De la liberté

24 octobre 2020 | Laurent Colantonio

Nous avons tous et chacune été sidérés par la décapitation de notre collègue d’histoire-géographie Samuel Paty. Les nombreux hommages ne peuvent effacer l’acte barbare dont il a été victime. Si le moment est opportun pour les autorités de rappeler les grands principes républicains dont la liberté d’expression, le CVUH se doit de restituer l’histoire de la longue dégradation de ces mêmes principes à l’école. Des échanges ont eu lieu entre nous et nos adhérents. Ce texte a été écrit à la demande d’un de nos collègues du secondaire.
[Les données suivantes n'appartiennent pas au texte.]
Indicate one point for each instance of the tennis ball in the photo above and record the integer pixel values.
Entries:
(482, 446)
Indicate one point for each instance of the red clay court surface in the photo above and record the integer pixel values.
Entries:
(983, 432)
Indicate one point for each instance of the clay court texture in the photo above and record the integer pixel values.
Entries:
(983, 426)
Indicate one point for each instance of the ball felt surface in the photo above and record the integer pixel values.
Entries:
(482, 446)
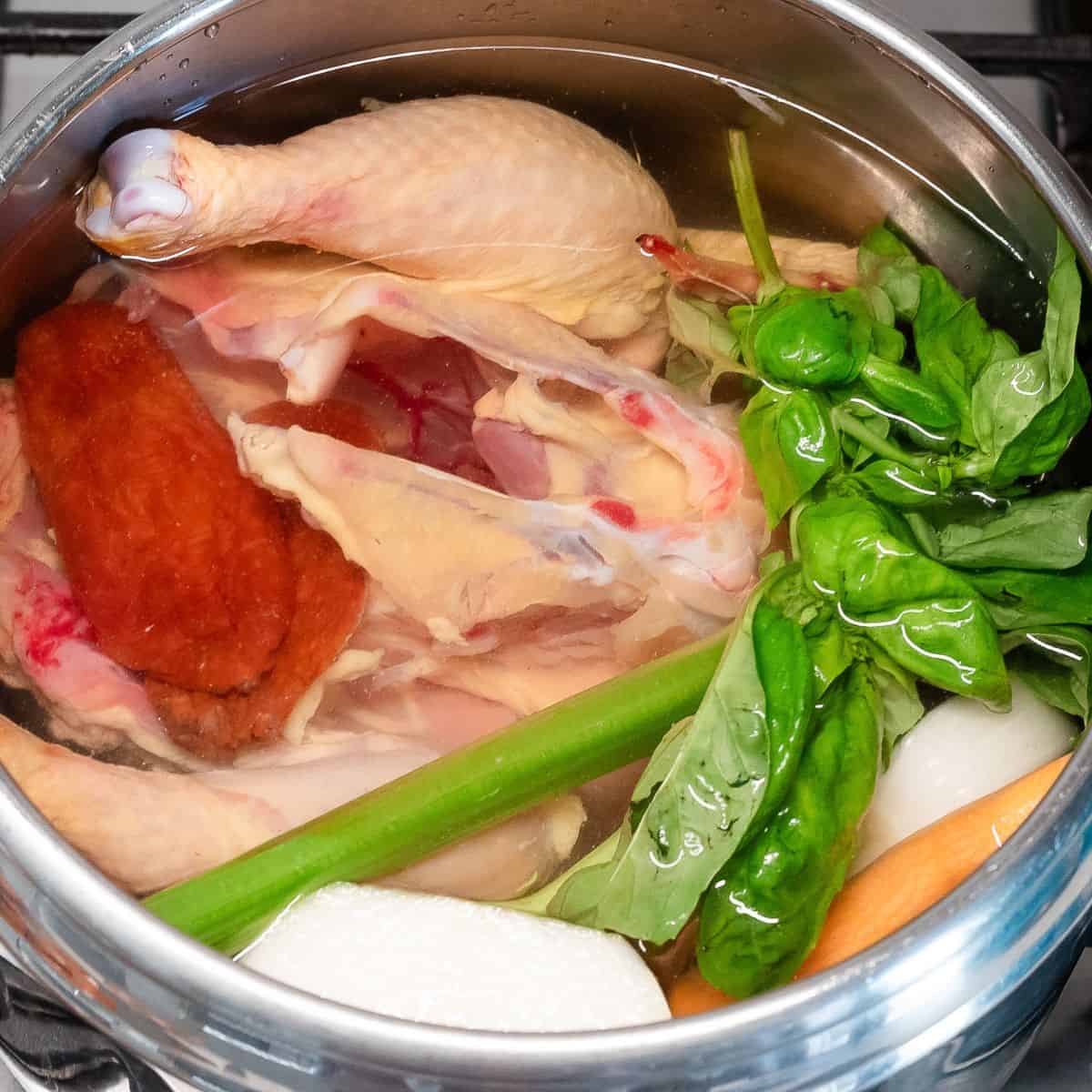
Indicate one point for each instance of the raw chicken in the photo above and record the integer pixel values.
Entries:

D’autres réflexions vont suivre, notamment sur la laïcité.

 

« On peut citer des peuples savants et opprimés, mais personne n’a jamais vu un peuple ignorant au sein duquel les droits de l’homme soient respectés : ils n’y sont pas connus. » (Condorcet)

 

Aborder la question de la liberté nécessiterait un très long développement historique et politique. Pour l’heure nous nous contenterons d’en esquisser les enjeux à l’école. La réflexion est d’autant plus complexe que nous vivons, en principe, et depuis plus de deux siècles, sous le régime de la liberté, individuelle et collective. Or, pendant tout ce temps la liberté fut sous contrôle et soumise à des dérogations. Longtemps exclusive, réservée à des privilégiés, elle aurait acquis, en France, aux dires du président de la République, ses lettres de noblesse sous la Troisième République. N’en déplaise aux autorités, la réalité historique est tout autre. La hiérarchie, entre les citoyens et ceux qui ne l’étaient pas, a créé une disparité notable entre les hommes réellement libres et les autres : étrangers, femmes, colonisés, lesquels longtemps sont restés à l’écart du droit commun. La séparation entre l’Église et l’État, la loi de 1905, est, de ce point de vue, bien loin d’avoir résolu les contradictions. En effet, la loi commune, malgré les références incessantes aux valeurs républicaines, a beaucoup tardé à s’appliquer. À l’inverse, la tradition, l’habitude et les multiples dérogations du droit, l’abîme qui souvent sépare le principe et le fait, se sont largement imposées.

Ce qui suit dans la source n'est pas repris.